Where do I have errors? Thanks.

ChrisRackauckas commented 4 years ago

I think for you example you really want a causal modeling aspect, so you might want to wait on https://github.com/SciML/ModelingToolkit.jl/pull/400 to be done. @shashi is picking it up so we can pick this back up then. I can find a workaround for you, but it would take a bit of time and I think you'll just be happier when proper inputs/outputs are supported. Probably not the best answer for today but hopefully the best for tomorrow (well, soon)!

cuihantao commented 4 years ago

Chris - Glad to learn the solution is on the way. Not in any hurry, and I'll just wait.

In my application, there could be a lot of instances of sys1, sys2, ..., given in the following. They shares the same ODE structure but with different parameters.

lag1 = ODESystem(lag, name=:lag1)
lag2 = ODESystem(lag, name=:lag2)
conn1 = [0 ~ lag1.x - lag2.u]
sys1 = ODESystem(conn1,t,[],[],systems=[lag1,lag2])

lag3 = ODESystem(lag, name=:lag3)
lag4 = ODESystem(lag, name=:lag4)
conn2 = [0 ~ lag3.x - lag4.u]
sys2 = ODESystem(conn2,t,[],[],systems=[lag3,lag4])

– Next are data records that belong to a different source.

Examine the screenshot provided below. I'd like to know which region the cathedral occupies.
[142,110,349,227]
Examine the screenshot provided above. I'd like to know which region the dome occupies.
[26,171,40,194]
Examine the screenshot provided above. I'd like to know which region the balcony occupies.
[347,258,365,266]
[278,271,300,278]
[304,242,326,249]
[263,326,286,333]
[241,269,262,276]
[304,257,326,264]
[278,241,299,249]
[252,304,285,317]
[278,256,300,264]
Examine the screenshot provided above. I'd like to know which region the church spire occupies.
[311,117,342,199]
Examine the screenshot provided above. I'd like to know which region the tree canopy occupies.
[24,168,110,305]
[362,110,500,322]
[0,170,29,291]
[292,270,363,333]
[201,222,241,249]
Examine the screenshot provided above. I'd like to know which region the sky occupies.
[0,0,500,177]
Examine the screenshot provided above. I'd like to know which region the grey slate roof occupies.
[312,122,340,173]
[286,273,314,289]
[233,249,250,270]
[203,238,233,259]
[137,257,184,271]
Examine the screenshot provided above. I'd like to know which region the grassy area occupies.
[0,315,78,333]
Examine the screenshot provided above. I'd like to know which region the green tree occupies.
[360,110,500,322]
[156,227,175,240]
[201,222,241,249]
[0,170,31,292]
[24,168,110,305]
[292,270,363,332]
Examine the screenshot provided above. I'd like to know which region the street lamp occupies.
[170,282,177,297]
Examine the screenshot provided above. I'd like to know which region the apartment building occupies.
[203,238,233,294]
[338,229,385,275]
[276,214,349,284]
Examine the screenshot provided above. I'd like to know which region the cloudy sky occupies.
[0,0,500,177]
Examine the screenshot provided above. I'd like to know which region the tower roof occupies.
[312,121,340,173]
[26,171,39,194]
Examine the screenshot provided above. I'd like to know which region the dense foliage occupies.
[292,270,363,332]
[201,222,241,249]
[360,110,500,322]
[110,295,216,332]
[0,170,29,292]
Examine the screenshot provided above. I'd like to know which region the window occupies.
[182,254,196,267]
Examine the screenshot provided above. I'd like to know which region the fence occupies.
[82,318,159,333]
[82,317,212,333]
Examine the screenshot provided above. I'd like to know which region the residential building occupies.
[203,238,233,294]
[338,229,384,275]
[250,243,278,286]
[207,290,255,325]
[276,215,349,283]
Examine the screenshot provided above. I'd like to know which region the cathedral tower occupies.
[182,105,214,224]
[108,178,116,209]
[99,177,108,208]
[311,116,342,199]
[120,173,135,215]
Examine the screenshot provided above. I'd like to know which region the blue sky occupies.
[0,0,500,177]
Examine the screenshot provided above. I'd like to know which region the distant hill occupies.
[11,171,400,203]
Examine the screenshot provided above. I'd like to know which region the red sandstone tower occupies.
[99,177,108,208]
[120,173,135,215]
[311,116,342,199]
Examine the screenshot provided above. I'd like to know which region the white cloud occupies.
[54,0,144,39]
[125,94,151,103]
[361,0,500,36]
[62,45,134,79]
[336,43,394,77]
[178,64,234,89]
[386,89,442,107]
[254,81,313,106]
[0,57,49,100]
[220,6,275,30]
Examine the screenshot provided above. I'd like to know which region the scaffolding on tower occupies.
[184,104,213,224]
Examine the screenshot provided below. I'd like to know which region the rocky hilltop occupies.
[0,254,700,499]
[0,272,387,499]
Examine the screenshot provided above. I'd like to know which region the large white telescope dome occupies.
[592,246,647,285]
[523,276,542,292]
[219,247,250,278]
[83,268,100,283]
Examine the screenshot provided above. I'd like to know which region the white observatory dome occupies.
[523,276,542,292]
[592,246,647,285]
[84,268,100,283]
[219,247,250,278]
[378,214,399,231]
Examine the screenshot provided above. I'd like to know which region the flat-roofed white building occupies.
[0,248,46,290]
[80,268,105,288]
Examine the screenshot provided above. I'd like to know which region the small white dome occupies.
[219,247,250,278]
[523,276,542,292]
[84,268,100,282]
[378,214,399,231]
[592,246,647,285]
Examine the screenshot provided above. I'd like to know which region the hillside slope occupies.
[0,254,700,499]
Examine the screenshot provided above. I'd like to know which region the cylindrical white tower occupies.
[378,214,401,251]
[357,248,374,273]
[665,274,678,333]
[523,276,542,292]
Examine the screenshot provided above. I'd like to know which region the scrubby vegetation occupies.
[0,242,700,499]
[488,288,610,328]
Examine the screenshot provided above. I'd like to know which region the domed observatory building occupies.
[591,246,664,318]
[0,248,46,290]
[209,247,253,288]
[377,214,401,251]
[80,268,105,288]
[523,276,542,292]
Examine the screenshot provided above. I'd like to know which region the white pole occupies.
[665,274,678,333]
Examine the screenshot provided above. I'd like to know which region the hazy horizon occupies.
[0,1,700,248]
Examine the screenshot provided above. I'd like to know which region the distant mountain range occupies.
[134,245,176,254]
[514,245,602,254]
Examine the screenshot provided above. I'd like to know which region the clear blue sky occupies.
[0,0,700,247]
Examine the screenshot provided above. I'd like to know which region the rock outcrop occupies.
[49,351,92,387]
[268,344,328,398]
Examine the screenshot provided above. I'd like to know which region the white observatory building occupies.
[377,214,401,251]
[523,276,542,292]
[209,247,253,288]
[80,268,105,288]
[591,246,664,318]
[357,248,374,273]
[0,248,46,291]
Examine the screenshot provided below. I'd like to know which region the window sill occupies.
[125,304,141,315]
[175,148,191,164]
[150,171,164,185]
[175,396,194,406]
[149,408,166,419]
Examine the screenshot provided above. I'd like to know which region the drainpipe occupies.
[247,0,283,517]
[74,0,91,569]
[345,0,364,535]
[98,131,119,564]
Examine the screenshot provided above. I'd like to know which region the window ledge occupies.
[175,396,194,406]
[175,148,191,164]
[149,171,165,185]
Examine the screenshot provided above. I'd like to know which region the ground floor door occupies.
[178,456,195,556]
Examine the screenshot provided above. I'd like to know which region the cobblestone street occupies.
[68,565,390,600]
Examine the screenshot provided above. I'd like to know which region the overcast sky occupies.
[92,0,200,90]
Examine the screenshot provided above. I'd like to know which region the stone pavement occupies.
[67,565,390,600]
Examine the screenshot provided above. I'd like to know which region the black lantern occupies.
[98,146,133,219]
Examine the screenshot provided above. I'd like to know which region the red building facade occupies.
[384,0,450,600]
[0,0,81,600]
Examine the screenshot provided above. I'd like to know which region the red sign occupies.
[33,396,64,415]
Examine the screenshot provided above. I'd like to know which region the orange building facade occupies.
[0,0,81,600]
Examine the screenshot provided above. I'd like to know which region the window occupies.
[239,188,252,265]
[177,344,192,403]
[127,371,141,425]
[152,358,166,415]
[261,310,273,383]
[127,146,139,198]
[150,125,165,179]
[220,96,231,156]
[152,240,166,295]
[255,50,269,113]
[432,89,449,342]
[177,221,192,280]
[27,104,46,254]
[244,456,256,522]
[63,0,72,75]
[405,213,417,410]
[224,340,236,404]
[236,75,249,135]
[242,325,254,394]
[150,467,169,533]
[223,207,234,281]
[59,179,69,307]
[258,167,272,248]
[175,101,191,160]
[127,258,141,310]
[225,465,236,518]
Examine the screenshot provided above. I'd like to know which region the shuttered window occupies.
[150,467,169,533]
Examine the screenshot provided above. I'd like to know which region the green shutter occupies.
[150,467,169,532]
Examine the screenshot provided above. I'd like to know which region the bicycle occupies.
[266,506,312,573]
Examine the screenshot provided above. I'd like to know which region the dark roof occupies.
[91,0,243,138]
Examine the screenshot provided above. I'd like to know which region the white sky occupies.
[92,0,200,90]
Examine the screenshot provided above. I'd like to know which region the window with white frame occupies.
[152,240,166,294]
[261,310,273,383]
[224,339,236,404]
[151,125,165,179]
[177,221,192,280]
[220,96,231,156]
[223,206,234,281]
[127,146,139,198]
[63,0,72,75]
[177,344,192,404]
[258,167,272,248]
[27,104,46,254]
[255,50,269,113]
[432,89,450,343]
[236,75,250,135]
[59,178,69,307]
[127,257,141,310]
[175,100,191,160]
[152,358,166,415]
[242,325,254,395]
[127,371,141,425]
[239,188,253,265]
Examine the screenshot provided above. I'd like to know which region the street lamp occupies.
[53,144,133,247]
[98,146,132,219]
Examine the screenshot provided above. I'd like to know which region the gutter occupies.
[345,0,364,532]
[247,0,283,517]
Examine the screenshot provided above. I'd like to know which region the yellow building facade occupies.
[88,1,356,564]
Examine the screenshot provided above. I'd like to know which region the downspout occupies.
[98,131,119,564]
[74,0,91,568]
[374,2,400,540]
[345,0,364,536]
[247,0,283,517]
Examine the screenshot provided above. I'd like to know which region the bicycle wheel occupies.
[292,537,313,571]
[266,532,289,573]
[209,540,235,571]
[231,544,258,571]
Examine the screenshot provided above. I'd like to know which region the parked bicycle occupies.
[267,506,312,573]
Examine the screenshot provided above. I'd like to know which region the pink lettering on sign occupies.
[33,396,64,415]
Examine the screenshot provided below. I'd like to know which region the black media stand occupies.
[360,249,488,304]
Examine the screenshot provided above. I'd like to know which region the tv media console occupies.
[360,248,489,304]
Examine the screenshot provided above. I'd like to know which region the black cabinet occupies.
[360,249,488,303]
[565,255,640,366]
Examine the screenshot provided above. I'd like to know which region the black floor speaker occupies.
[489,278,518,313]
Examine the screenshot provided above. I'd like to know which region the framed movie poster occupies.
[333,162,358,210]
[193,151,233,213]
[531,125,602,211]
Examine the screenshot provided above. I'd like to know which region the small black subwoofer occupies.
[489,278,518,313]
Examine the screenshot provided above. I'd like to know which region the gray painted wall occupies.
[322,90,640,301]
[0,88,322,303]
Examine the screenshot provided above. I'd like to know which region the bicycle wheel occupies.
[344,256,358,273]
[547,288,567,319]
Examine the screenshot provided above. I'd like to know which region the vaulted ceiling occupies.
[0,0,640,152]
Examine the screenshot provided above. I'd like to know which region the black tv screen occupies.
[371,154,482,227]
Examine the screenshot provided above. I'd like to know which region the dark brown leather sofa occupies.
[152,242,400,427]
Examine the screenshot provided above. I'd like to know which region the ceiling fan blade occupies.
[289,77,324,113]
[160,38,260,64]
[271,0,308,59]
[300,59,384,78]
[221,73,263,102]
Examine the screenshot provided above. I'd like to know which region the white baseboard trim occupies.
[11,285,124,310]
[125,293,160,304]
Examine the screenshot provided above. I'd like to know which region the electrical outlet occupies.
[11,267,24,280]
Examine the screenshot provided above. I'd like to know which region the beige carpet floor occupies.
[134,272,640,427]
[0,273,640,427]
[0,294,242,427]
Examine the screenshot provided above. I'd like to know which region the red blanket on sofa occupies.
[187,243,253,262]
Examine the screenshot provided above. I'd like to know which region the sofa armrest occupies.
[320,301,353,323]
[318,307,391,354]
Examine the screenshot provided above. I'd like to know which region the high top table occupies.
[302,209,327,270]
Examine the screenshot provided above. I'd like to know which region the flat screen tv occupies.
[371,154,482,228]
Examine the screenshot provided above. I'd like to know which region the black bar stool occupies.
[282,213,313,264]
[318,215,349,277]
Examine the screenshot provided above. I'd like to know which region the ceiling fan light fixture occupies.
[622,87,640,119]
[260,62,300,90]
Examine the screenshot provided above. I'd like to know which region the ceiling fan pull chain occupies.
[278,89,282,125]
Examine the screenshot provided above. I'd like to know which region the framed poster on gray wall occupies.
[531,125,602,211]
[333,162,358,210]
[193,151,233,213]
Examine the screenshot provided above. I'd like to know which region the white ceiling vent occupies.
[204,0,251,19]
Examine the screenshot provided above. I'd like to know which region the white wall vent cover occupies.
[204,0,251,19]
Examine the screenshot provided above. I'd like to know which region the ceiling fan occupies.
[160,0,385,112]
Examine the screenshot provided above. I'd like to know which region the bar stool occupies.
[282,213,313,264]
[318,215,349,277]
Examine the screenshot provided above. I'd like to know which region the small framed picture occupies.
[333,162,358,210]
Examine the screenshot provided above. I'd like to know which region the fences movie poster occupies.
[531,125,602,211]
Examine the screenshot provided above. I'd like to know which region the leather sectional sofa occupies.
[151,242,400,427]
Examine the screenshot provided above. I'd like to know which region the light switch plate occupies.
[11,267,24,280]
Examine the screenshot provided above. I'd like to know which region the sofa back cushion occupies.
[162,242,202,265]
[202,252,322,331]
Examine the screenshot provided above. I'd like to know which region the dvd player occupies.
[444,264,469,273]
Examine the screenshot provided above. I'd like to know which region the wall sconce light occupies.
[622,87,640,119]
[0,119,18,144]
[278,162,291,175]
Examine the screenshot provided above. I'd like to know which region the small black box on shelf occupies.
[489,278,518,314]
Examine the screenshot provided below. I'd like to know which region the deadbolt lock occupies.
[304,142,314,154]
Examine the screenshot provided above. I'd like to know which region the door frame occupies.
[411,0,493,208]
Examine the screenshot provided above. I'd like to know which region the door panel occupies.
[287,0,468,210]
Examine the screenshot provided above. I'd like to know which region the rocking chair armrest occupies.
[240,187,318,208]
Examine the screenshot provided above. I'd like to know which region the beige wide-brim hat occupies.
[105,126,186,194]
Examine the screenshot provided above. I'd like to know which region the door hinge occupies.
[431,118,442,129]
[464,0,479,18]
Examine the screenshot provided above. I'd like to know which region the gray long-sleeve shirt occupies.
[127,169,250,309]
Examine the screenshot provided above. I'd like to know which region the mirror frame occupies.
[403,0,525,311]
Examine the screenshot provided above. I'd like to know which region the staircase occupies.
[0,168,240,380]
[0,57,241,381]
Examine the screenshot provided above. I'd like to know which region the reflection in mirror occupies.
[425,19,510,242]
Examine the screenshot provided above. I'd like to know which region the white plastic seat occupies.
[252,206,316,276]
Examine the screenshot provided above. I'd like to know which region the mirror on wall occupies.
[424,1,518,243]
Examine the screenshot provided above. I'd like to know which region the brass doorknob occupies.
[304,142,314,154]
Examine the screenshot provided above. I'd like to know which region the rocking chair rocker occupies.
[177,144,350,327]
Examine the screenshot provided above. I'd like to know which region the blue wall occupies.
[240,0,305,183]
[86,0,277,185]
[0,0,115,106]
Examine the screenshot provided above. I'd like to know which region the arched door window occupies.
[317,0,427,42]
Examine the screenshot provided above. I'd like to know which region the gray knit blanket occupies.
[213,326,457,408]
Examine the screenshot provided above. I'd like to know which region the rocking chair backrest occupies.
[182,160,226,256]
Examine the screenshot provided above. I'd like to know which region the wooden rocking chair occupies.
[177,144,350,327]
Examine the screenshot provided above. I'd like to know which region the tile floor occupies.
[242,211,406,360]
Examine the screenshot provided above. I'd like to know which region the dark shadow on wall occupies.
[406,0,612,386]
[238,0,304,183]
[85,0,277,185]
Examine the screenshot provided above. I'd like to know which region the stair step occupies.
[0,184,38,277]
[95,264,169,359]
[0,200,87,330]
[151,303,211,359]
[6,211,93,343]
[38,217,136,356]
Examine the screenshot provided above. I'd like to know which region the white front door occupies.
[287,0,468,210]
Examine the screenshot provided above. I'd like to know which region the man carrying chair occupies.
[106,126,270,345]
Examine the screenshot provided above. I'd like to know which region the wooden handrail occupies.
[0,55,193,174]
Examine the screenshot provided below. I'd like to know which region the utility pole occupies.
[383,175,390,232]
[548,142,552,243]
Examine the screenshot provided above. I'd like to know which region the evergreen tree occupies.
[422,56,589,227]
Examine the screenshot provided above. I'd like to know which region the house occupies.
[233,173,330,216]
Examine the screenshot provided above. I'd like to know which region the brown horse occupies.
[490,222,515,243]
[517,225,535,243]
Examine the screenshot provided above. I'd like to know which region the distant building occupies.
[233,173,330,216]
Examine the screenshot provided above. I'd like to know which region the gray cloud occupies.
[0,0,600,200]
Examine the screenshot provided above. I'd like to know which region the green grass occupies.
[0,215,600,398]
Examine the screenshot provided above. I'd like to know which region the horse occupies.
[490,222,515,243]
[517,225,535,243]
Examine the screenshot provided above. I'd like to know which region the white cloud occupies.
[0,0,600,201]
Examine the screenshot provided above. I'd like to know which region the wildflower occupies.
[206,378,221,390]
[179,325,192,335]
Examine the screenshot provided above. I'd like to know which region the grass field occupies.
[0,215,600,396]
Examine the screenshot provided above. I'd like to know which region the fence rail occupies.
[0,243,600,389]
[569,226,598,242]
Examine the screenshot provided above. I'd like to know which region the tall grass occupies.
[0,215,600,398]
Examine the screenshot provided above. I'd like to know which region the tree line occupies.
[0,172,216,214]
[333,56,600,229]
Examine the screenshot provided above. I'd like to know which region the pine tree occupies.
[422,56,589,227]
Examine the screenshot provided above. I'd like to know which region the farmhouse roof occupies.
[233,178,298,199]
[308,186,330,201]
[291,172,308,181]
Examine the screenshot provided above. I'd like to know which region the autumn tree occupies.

To create variables and assign parameters correctly, I made lag1, lag2, lag3 and lag4 here. My approach here does not seem practical if I have lots of sys.

Is there already a solution for this type of problem? Not sure how exactly it should be called. Maybe like "batch instantiation and connection of ODESystems"?

ChrisRackauckas commented 4 years ago

https://github.com/SciML/ModelingToolkit.jl/issues/341#issuecomment-624760102 is a nice way of doing it, but we should build it around the coming causal system since the way you're doing it (and the way that prototype does it) makes the DAE very large when in reality it should be an ODE, which just makes it numerically harder to solve. So I think what we should do is first finish the causal system and then finish the network system in a way that uses the causality.

Pinging @asinghvi17 so he's aware how this is progressing.

cuihantao commented 4 years ago

Thanks for the explanation. I will watch the development of causal systems. Feel free to close this issue.